3:58 p.m .: The Kremlin will not accept the price cap of the G7 countries, the European Union and Australia for Russian oil. “We will not accept this price cap,” Kremlin spokesman Dmitry Peskov said on Saturday, according to Russian news agencies. He added that Moscow had prepared in advance for such a cap, but gave no further details.

The EU, the G7 and Australia had agreed the day before on a cap of 60 dollars (57 euros) per barrel for Russian oil transported by ship. The price cap could limit Moscow’s ability to fund its offensive in Ukraine.
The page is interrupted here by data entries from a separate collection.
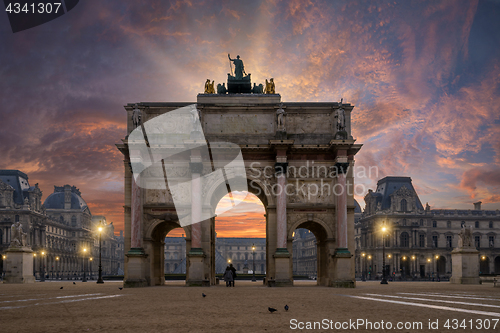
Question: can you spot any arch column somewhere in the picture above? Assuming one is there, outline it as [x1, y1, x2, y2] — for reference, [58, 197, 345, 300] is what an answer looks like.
[331, 149, 356, 288]
[123, 174, 148, 287]
[186, 149, 210, 286]
[268, 140, 294, 286]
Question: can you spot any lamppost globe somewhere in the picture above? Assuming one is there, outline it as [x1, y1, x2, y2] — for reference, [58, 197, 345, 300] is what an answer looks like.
[252, 244, 257, 282]
[380, 222, 388, 284]
[97, 221, 104, 284]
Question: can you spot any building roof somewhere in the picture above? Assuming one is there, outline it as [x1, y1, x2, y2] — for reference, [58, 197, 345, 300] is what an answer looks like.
[354, 200, 362, 213]
[0, 170, 30, 205]
[44, 186, 88, 211]
[373, 176, 424, 210]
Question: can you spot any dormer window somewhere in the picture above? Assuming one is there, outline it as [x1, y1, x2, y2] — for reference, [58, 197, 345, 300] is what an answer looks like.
[401, 199, 408, 212]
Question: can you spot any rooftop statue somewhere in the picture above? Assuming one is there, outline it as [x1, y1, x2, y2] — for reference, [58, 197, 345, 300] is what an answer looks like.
[132, 103, 142, 128]
[10, 221, 27, 247]
[265, 78, 276, 94]
[227, 53, 246, 80]
[205, 79, 215, 94]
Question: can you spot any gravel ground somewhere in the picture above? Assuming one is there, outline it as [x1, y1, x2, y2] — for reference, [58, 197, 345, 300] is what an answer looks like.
[0, 281, 500, 333]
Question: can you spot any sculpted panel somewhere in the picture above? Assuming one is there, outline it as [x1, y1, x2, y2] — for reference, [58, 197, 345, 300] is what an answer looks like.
[145, 189, 172, 204]
[203, 113, 275, 134]
[287, 180, 333, 204]
[286, 113, 332, 134]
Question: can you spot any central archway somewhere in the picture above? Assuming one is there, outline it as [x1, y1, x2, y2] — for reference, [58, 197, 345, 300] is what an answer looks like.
[288, 218, 333, 286]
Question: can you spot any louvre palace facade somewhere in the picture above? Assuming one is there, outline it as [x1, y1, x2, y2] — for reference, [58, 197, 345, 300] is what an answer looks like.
[0, 170, 123, 280]
[355, 177, 500, 279]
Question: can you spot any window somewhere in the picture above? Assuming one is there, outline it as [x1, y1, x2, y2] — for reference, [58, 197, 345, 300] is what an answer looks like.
[446, 236, 451, 248]
[401, 232, 410, 247]
[401, 199, 408, 212]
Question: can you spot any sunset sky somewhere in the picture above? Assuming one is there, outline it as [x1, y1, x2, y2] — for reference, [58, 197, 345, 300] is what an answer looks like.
[0, 0, 500, 237]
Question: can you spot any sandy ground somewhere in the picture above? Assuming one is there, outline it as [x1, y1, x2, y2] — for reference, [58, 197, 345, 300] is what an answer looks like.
[0, 281, 500, 333]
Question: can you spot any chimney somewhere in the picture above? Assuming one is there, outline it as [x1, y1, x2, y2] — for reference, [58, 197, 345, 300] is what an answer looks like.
[64, 185, 71, 209]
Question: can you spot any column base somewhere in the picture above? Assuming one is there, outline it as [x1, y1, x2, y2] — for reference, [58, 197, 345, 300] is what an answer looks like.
[328, 248, 356, 288]
[274, 248, 293, 287]
[450, 248, 480, 284]
[186, 248, 205, 287]
[3, 247, 35, 284]
[123, 247, 150, 288]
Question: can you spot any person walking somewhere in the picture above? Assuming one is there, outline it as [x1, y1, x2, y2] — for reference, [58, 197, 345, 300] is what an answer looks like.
[223, 266, 234, 287]
[229, 264, 236, 287]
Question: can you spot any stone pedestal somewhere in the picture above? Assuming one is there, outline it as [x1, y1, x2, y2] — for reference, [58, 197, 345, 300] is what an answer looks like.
[450, 247, 480, 284]
[4, 247, 35, 283]
[274, 248, 293, 287]
[186, 248, 205, 287]
[329, 249, 356, 288]
[123, 248, 149, 288]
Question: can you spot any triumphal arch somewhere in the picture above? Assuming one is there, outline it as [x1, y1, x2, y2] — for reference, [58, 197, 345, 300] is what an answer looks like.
[117, 58, 361, 287]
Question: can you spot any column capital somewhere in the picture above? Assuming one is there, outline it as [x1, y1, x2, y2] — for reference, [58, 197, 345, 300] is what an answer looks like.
[274, 162, 288, 176]
[189, 162, 203, 174]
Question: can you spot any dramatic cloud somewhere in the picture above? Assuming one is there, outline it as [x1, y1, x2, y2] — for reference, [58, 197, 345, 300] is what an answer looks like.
[0, 0, 500, 237]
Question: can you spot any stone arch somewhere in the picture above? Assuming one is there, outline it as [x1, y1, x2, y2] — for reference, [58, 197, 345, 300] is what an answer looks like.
[144, 218, 191, 286]
[495, 256, 500, 274]
[479, 255, 490, 274]
[204, 174, 275, 213]
[204, 178, 274, 284]
[288, 218, 333, 286]
[436, 255, 446, 276]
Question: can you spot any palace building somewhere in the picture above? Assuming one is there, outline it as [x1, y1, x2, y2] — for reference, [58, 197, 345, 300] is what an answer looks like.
[355, 177, 500, 279]
[0, 170, 123, 279]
3:15 p.m.: The commander of the Ukrainian armed forces, Lieutenant General Serhiy Nayev, warns that Russian-Belarusian troops are gathering in Belarus. “So far, the situation in the northern operation zone is under control. But Russian-Belarusian troops continue to accumulate on Belarusian territory,” Nayev said in a video shared by the Joint Forces Command on Facebook.

Monitor the situation and prepare the armed forces for an appropriate response. However, there is currently no threat from Belarus. In the event that the military threat increases, support with additional forces and resources is planned, said Najew.

12.45 p.m .: The Russian army is currently planning to encircle the embattled city of Bakhmut. This is reported by the British secret service on Twitter. Accordingly, the armed forces want to encircle the city in the north and south with trenches to make defense more difficult.

According to British military experts, the Russian invading troops in Ukraine have engaged in a disproportionately costly battle for the town of Bakhmut. The advantage of capturing the city in the Donetsk region with about 70,000 inhabitants is not in proportion to the price Moscow is paying for it, according to the Defense Ministry’s daily intelligence update on the Ukraine war in London on Saturday.

Much of Russia’s effort and firepower has been focused on a roughly 15-kilometer sector of a trench-fortified front since August, the statement said. The plan is probably to encircle the city. There has been little progress in the south.

Although taking Bakhmut would give Russia an opportunity to threaten larger urban centers like the cities of Kramatorsk and Sloviansk, it would only be of “limited operational value,” the British added. It is therefore a realistic possibility that the capture of the city has become primarily a symbolic, political goal for the Kremlin.